Me parece lícito que una persona rechace su propia eutanasia y considere aceptable los cuidados paliativos para hacer más digno su final, pero sin decidir concreta y activamente cuándo poner fin a su vida. En este caso también querría acompañar a esa persona, sin concebirla como una carga.

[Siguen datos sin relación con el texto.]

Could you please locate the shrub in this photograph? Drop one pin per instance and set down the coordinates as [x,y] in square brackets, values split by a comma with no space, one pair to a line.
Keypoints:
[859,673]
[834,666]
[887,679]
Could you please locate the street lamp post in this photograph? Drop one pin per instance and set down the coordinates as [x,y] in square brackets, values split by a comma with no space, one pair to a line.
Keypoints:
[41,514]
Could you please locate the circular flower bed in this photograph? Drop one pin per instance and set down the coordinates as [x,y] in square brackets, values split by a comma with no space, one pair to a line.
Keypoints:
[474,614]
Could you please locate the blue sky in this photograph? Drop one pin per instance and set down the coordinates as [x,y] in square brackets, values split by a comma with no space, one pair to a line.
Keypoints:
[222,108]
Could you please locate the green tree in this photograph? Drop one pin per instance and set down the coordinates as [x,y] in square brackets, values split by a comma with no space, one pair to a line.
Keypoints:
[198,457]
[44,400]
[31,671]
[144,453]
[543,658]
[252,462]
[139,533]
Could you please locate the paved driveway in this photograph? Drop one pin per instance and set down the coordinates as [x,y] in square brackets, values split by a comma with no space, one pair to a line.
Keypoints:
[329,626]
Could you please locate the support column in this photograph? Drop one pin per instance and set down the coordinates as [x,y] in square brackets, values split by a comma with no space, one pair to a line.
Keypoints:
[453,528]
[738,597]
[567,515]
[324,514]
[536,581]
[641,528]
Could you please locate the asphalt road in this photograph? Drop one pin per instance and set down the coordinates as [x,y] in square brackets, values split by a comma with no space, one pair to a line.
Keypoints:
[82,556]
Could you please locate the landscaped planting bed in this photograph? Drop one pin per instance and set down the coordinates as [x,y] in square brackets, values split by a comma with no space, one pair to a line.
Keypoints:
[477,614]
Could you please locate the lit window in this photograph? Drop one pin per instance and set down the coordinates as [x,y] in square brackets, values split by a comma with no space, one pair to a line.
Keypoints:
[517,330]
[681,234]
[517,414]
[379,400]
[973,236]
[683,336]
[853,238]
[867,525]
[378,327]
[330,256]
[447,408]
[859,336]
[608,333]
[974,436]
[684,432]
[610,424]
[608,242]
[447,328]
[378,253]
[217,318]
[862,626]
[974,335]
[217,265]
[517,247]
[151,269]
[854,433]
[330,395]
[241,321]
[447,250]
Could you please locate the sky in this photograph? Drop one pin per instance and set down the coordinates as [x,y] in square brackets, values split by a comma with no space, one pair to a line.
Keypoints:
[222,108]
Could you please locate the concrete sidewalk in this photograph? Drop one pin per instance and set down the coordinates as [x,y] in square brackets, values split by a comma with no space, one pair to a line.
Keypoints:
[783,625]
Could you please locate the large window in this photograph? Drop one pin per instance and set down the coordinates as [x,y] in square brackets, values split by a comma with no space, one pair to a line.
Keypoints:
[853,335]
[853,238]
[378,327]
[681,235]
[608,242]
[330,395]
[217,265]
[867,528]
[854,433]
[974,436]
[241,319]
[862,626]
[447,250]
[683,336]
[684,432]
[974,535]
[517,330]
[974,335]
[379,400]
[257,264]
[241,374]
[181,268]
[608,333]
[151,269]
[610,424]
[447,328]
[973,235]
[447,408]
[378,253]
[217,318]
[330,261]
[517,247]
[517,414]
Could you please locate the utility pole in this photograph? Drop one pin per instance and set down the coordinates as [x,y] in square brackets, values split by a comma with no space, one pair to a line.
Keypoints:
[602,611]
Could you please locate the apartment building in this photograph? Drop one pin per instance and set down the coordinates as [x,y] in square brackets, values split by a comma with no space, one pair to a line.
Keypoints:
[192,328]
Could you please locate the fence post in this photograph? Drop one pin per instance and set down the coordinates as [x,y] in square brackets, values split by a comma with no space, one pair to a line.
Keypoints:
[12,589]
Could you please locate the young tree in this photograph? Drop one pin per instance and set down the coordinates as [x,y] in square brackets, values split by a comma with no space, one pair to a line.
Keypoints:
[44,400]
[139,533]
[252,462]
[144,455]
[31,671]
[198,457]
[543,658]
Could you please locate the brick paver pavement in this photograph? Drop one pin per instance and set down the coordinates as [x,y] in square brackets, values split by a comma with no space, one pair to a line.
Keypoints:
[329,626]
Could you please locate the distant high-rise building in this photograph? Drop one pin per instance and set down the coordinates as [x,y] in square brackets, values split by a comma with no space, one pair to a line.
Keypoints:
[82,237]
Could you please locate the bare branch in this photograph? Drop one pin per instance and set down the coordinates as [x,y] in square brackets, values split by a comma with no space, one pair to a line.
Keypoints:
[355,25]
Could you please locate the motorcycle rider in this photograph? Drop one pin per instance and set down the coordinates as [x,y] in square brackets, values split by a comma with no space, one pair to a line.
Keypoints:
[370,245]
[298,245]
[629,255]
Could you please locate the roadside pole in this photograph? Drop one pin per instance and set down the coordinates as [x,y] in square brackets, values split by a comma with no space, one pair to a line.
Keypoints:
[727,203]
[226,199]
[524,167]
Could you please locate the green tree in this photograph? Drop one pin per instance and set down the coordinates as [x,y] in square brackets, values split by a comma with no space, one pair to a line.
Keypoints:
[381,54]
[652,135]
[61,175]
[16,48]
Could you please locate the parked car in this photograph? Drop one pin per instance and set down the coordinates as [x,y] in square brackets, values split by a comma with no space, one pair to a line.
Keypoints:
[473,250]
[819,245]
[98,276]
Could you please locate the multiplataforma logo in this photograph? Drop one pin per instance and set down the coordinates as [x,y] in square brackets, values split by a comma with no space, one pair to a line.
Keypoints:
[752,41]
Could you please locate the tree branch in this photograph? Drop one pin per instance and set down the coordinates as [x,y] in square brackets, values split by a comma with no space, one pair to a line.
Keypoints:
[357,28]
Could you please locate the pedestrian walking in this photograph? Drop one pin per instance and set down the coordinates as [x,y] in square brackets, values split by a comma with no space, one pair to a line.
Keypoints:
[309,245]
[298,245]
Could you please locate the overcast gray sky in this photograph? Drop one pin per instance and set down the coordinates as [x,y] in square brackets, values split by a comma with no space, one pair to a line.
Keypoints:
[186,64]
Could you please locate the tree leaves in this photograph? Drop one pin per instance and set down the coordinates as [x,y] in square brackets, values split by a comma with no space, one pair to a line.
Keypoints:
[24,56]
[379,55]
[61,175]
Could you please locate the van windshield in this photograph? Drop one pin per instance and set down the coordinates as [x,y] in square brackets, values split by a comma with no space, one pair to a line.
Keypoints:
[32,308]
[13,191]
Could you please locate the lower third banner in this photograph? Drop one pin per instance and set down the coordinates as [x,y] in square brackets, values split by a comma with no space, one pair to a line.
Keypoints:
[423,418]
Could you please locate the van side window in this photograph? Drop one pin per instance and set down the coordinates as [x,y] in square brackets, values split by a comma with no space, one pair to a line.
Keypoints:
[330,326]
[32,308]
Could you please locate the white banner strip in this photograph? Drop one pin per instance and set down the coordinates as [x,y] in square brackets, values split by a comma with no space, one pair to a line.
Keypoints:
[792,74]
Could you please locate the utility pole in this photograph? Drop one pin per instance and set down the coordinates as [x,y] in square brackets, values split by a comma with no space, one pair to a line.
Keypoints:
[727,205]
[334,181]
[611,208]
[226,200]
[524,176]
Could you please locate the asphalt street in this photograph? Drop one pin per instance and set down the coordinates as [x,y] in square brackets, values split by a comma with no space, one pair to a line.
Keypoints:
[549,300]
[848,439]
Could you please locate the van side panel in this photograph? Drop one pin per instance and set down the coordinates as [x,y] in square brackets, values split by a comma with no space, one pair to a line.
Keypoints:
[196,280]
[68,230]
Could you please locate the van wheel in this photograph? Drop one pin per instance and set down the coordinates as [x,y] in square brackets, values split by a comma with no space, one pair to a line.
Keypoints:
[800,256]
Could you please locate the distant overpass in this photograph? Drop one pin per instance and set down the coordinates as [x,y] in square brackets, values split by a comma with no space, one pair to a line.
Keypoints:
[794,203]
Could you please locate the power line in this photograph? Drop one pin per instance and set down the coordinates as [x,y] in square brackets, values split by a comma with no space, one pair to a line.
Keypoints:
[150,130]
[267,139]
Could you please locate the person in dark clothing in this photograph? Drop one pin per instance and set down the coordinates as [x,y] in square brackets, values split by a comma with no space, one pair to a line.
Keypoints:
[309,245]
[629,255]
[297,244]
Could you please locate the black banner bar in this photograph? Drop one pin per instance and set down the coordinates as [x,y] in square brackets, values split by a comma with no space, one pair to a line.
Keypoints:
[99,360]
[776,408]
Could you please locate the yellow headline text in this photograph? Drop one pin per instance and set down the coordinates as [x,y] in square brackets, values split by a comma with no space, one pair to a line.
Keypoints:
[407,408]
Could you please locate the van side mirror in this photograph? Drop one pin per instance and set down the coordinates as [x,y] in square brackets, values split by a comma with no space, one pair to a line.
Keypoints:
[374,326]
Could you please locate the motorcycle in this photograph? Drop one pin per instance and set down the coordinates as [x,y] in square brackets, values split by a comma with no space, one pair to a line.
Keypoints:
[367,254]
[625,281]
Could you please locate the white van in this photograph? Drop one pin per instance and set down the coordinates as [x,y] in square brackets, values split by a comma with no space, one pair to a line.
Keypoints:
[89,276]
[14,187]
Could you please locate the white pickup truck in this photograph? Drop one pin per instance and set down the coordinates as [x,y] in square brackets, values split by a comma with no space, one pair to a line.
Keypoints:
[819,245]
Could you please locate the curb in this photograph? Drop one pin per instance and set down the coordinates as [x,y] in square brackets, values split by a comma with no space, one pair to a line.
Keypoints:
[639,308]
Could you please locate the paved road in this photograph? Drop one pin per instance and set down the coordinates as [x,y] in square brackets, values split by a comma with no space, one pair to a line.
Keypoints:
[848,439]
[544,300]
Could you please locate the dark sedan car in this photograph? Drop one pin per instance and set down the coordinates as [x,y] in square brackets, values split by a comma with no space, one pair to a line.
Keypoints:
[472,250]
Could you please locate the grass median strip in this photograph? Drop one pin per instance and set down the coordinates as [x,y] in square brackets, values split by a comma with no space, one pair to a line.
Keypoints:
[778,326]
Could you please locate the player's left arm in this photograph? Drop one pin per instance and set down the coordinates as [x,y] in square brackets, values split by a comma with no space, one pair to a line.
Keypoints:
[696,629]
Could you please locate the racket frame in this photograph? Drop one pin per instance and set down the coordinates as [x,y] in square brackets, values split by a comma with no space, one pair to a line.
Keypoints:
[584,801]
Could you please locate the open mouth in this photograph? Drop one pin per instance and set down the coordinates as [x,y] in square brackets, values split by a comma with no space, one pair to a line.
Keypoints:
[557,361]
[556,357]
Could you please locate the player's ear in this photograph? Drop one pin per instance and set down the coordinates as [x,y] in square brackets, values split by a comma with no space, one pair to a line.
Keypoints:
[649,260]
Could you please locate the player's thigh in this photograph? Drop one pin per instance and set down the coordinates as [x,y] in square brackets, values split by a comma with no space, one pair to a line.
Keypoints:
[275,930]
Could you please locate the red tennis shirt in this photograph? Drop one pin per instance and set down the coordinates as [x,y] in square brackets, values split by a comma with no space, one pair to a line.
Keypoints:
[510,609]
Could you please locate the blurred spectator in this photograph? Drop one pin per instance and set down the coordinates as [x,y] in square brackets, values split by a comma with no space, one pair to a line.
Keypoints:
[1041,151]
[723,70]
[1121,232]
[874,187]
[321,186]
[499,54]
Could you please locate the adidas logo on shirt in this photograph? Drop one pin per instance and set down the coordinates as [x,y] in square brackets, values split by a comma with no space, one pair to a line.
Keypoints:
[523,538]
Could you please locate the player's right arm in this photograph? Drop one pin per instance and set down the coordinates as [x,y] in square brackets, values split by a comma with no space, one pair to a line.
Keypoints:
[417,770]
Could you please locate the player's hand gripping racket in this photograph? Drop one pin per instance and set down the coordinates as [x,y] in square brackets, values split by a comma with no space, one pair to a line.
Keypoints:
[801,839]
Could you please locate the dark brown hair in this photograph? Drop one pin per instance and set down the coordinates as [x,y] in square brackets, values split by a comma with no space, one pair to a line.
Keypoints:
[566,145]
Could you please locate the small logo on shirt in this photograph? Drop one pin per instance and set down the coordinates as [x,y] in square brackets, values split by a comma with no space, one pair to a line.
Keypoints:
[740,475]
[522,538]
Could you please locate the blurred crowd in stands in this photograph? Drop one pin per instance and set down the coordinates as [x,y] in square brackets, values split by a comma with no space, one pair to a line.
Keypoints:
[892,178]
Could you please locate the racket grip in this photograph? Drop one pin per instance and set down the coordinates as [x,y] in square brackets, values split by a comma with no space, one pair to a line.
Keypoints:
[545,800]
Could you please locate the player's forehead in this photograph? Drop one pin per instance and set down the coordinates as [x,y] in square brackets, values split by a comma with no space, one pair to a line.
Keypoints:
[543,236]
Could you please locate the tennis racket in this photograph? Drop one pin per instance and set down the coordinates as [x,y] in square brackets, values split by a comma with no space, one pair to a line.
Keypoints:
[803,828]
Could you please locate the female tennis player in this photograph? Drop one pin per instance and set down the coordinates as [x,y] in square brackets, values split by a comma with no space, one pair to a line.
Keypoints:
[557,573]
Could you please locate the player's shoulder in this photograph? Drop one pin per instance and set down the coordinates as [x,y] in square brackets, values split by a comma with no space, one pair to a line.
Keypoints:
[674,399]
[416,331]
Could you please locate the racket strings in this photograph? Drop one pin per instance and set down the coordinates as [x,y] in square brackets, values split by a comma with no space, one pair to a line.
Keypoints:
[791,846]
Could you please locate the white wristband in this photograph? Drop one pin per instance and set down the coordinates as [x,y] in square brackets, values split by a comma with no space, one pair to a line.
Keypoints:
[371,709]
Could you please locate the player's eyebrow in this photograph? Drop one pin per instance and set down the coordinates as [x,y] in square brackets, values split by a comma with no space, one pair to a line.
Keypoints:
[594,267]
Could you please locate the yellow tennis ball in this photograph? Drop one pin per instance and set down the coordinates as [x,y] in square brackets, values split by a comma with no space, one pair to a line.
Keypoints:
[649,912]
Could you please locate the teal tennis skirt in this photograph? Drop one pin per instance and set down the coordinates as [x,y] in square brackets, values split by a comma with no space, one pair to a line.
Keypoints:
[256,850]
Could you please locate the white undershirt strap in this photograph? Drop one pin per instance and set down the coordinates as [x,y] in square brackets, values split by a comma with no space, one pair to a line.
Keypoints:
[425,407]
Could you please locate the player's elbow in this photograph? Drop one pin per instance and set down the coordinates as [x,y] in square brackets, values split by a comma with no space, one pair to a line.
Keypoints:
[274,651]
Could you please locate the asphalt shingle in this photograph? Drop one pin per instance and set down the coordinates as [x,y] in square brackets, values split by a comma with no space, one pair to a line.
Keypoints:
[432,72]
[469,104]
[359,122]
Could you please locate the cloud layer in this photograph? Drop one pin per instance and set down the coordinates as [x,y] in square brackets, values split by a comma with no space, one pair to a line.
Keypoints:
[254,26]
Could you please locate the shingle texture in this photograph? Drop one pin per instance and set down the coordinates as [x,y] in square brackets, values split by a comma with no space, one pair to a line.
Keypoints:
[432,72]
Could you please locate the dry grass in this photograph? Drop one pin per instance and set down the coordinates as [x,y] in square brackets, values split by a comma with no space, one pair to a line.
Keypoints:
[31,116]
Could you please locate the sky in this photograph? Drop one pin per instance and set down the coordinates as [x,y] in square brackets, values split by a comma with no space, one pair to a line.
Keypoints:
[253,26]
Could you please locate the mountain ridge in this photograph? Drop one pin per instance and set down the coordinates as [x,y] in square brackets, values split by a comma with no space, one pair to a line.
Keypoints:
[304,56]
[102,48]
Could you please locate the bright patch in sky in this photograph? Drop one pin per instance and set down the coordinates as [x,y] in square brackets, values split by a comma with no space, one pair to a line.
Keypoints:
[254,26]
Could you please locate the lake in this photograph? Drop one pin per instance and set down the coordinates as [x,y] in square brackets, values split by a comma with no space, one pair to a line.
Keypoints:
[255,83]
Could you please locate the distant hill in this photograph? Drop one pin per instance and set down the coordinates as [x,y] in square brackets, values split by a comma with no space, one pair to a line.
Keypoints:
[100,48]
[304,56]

Me parece lícito que una persona desee la eutanasia y decida hacer uso de su derecho a morir dignamente sin esperar a verse afectada por un deterioro extremo o un dolor insoportable que marque su final y lo haga especialmente duro. En este caso, desearía que la ley amparase completamente su  decisión y que garantizase su derecho a morir sin dolor físico ni emocional, con la garantía de que se hiciera efectiva su voluntad y que quienes formásemos parte de su entorno  pudiésemos respetarla y acompañarla, estando cerca. Dudo que haya un momento en el que los seres queridos sean más necesarios ni en el que sea más triste afrontar algo en soledad. Tener que hacerlo sin nadie al lado y, además, morir temiendo consecuencias legales para el entorno me parece de una crueldad inasumible, casi humillante, tanto para quien fallece como para su familia.

Quienes crean en otra vida tienen derecho a reservar para entonces su libertad, su felicidad y su dignidad. Quienes no creemos en esa otra vida (o quienes lo hagan pero no estimen oportuno sufrir en esta) valoramos el “aquí y ahora” lo suficiente para desear que sea digno, para nosotros y para los demás. De hecho, creo que el derecho a morir dignamente es de los pocos que apelando exclusivamente a la entera voluntad racional del individuo no conculca la libertad colectiva ni interfiere en el bienestar de nadie. Al contrario, es un derecho que protege a la persona en tanto que capaz de regir su propia vida y al colectivo, a la ciudadanía, en tanto que ve reconocida un sus leyes el derecho a una vida plena y digna de ser vivida con plenitud, consciencia y libertad.  Y sin el temor de no gobernar su propio final sufriendo una indignidad y un desamparo que nadie merece.

Por eso, creo que quienes se oponen a la eutanasia defenderían mejor la dignidad de la vida defendiendo la redistribución equitativa de la riqueza para que todo individuo tenga acceso a la educación, a la sanidad, a una vivienda digna, a la alimentación, vestido e higiene, a la cultura, a la ciencia, a la investigación, a jornadas laborales que permitan disfrutar de la familia, las amistades y el ocio. Le invito a defender que todos los individuos podamos desarrollarnos individual y colectivamente de la forma más plena y rica posible, en igualdad y solidaridad con el resto. Quizá sea esa mejor forma de defender el derecho a la vida.  Y el modo más maduro y racional de enfrentar una realidad: que todos nos morimos. Y que tan importante es vivir bien, con dignidad, afectos, derechos y recursos, que morir de la misma manera.